Being diversified amongst tax-exempt, tax-deferred, and taxable accounts may be beneficial due to the flexibility it provides. Nobody knows how income tax rates will look in the future, so a good strategy may be to have more options once the future arrives. Improving your Smart Contribution Score™ means having more options available to you, and more options may give you opportunities to save on income taxes.

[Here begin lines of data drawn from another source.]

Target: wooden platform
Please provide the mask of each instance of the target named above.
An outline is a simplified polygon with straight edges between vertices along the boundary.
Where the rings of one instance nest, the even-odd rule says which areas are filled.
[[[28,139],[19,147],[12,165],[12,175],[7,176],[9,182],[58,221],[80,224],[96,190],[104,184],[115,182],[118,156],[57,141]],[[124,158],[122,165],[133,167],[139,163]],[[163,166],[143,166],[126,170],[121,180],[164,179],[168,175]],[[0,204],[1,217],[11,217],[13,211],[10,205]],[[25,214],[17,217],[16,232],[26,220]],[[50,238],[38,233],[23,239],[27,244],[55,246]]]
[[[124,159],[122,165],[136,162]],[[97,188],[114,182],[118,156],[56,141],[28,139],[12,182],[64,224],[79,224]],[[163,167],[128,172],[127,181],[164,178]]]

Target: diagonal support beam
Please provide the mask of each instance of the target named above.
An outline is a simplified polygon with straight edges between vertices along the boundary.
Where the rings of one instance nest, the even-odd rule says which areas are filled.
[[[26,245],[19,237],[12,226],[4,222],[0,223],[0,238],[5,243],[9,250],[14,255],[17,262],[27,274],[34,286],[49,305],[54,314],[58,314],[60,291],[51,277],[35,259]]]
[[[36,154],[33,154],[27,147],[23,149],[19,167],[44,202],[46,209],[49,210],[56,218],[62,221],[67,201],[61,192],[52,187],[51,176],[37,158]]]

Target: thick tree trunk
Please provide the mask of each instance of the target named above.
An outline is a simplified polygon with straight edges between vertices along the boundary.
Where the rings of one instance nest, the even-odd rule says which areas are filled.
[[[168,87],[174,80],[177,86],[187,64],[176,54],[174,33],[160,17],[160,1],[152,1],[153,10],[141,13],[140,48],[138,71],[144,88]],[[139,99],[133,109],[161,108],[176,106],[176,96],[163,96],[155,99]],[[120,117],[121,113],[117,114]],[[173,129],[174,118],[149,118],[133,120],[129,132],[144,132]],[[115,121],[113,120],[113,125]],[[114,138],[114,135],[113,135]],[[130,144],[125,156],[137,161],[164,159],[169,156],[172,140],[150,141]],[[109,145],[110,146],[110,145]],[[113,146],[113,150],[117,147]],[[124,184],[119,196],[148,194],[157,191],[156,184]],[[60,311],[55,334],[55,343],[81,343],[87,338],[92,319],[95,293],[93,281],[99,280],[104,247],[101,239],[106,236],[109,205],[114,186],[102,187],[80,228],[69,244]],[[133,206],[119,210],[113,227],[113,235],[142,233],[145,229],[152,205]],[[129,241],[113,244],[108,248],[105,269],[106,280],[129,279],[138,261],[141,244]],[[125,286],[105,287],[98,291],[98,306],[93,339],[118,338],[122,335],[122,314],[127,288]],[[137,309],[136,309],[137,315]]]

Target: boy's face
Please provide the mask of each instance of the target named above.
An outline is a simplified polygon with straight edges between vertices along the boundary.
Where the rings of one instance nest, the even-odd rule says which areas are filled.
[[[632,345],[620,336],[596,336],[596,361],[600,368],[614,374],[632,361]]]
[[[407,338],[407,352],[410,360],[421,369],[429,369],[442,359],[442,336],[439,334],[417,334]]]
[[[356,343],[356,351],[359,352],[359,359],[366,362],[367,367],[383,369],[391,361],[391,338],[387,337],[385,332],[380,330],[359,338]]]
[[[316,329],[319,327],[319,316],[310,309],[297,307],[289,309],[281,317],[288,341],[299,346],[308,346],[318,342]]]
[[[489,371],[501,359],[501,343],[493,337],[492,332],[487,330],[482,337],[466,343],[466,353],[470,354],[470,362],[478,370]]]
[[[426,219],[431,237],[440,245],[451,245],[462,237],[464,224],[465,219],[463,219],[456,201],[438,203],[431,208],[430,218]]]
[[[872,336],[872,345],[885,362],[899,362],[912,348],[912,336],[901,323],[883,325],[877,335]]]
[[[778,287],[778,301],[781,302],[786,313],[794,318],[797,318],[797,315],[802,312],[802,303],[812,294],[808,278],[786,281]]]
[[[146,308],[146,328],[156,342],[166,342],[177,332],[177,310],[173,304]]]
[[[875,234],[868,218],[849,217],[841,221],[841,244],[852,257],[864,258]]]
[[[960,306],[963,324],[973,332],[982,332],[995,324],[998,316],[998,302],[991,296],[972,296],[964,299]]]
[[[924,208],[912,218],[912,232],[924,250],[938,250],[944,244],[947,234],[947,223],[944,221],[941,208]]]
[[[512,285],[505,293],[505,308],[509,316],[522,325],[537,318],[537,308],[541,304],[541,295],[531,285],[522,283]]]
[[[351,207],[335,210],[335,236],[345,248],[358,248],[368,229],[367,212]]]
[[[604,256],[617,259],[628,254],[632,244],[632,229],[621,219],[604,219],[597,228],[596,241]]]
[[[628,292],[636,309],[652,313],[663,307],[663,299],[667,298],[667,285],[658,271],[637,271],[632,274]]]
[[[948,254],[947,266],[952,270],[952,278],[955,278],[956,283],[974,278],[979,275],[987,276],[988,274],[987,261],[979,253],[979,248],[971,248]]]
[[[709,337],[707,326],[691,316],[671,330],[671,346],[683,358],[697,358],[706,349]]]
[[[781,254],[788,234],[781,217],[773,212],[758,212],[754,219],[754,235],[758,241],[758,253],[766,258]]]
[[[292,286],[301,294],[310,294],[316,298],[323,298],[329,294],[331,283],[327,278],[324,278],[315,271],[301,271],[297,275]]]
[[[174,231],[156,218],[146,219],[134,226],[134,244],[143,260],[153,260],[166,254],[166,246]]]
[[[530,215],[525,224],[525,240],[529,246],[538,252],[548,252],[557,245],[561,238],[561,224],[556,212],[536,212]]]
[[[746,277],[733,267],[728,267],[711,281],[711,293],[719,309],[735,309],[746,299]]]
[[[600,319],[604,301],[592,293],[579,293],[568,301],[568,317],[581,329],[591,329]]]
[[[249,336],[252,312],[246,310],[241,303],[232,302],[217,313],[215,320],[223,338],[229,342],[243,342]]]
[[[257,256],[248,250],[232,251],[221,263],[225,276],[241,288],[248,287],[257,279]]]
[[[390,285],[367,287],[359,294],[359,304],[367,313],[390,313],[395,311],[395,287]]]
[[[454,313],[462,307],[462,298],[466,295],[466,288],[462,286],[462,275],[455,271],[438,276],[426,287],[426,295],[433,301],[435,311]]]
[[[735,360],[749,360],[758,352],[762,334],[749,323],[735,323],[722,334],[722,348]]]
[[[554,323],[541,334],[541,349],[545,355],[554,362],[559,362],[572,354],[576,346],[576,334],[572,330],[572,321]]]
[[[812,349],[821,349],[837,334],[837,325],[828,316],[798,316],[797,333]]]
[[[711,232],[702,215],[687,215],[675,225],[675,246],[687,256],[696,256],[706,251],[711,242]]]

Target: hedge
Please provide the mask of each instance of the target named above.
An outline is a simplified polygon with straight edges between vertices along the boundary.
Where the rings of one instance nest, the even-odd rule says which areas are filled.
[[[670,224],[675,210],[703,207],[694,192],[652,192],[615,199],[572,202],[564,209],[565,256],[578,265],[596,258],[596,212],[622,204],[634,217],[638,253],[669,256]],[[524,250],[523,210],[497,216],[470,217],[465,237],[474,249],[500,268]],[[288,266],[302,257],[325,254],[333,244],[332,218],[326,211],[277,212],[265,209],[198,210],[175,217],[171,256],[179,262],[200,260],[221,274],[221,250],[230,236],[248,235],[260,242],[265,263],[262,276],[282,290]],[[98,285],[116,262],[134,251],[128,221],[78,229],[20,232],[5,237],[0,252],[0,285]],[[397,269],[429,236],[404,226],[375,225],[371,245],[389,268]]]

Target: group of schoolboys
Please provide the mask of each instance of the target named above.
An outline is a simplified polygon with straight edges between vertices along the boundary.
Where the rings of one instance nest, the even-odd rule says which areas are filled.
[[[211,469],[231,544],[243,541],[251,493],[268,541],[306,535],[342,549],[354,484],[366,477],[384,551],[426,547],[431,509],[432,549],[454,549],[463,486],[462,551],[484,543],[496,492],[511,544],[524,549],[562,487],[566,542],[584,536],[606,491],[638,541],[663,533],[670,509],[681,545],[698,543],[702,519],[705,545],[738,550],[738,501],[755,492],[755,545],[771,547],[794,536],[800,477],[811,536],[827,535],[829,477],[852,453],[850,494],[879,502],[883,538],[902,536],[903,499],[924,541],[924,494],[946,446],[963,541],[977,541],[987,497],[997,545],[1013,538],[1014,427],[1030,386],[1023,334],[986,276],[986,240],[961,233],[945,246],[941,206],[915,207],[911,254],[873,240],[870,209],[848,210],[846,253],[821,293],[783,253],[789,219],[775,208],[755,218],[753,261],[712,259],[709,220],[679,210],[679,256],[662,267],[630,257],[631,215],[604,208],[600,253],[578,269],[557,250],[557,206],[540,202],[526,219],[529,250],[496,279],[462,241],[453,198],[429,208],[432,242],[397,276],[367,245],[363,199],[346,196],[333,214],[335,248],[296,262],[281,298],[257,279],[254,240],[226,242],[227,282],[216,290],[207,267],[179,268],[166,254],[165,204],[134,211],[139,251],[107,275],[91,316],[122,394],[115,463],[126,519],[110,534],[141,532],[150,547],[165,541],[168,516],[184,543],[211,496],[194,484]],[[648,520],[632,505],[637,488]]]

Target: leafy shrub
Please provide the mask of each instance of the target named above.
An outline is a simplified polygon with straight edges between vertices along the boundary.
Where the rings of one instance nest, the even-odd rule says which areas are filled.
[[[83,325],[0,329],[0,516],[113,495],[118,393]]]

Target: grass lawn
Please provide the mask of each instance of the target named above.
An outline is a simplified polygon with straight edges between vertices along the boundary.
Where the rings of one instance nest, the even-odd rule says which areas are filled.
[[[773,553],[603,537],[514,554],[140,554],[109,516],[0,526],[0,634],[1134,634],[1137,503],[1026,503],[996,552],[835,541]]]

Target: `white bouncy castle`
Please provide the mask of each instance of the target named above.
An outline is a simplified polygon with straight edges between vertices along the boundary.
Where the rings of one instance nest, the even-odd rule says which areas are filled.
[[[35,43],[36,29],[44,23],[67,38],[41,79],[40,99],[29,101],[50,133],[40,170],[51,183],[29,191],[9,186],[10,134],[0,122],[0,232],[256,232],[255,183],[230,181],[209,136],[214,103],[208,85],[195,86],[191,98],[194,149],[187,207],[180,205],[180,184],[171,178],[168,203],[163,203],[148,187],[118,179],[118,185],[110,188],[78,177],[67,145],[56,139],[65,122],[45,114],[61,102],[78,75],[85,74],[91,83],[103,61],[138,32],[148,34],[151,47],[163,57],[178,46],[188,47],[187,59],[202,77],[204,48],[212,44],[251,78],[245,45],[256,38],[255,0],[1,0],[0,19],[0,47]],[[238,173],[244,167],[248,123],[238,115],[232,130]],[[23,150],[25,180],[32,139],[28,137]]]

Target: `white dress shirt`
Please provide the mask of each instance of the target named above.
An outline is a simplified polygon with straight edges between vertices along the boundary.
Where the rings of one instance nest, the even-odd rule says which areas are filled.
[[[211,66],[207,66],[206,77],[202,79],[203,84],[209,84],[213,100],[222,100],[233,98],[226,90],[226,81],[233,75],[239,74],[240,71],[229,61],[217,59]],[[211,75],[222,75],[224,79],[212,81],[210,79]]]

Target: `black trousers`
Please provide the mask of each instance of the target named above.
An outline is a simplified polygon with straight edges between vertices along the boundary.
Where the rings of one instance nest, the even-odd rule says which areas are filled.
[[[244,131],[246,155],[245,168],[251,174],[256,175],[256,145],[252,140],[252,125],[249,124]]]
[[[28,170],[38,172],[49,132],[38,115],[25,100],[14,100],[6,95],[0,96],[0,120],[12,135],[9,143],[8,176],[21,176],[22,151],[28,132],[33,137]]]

Below are two ways contribution diversification may benefit your portfolio:
More Withdrawal Options in Retirement - if you have read our article on retirement withdrawal order, you know there may be some 'abnormal withdrawal years' in retirement at which time you can manage your withdrawals in an attempt to lower your income taxes. Having more options when such a time arises is better than having fewer options should an 'abnormal withdrawal year' present itself. Consider the following two scenarios:
Imagine you are age 65 and retired, and you only have tax-deferred accounts. Any time you make a withdrawal from a tax-deferred account, you would pay high ordinary income tax rates on the full amount of the withdrawal. Perhaps you need more money in a particular year than you normally would because of traveling or medical needs. A higher withdrawal that year could push you into a higher income tax bracket and cost you more in taxes. If you had tax-exempt or taxable accounts at your disposal, you would have more options at your disposal.
The reverse is also true. Imagine you are age 65 and retired, and you only have tax-exempt accounts. For whatever reason, in a particular year, you need to withdraw less from your accounts than in a normal year. This could pull you into a lower income tax bracket that year. If you had only tax-exempt accounts, you might not benefit from being in the lower income tax bracket. If you had a tax-deferred account at your disposal, you might be able to take advantage of a year where your withdrawal needs are abnormally low.
Better Asset Location Opportunities - maintaining the proper balances across tax-exempt, tax-deferred, and taxable accounts may allow you to increase the benefits of an asset location strategy. You could increase your Smart Location Score™, which may allow you to save more on income taxes. Certain investments may be better placed in specific types of accounts. At the most generic level, taxable bonds might be poorly placed in taxable accounts because they throw off interest income that would be taxable each year. Taxable bonds could be better placed in a tax-deferred account to avoid income tax today. Maintaining the proper balances across tax-exempt, tax-deferred, and taxable accounts may open up more asset location opportunities and may improve your outcome.
Disclosures:
Please note that higher tax-deferred balances could result in higher required minimum distributions (RMDs) in retirement. This should be considered when implementing any contribution recommendations or other such strategies that seek to optimize across tax-exempt, tax-deferred, or taxable accounts. If you are seeking to minimize RMDs, a contribution strategy that recommends a higher tax-deferred balance in your portfolio may not be appropriate. Please consult your tax advisor when implementing any strategy that attempts to lower income taxes.
Clients may not realize the benefits of asset location or other strategies discussed herein. Factors that affect an asset location strategy include, but are not limited to, market performance, the relative size of each account included in the financial plan, the equity exposure of the portfolio, the frequency and size of deposits into the various accounts, the tax rates applicable to the investor in a given tax year and in future years, and the time elapsed before the liquidation of any of the accounts becomes necessary.
Nothing herein should be interpreted as tax advice. ComposedPro does not represent in any manner that the tax consequences described herein will be obtained or result in any particular tax consequence. Please consult your personal tax advisor as to whether ComposedPro's asset location strategy is a suitable strategy for you, given your particular circumstances. The tax consequences of asset location are complex and uncertain. You and your tax advisor are responsible for how transactions conducted in your account are reported to the IRS on your personal tax return. ComposedPro assumes no responsibility for the tax consequences to any client of any transaction.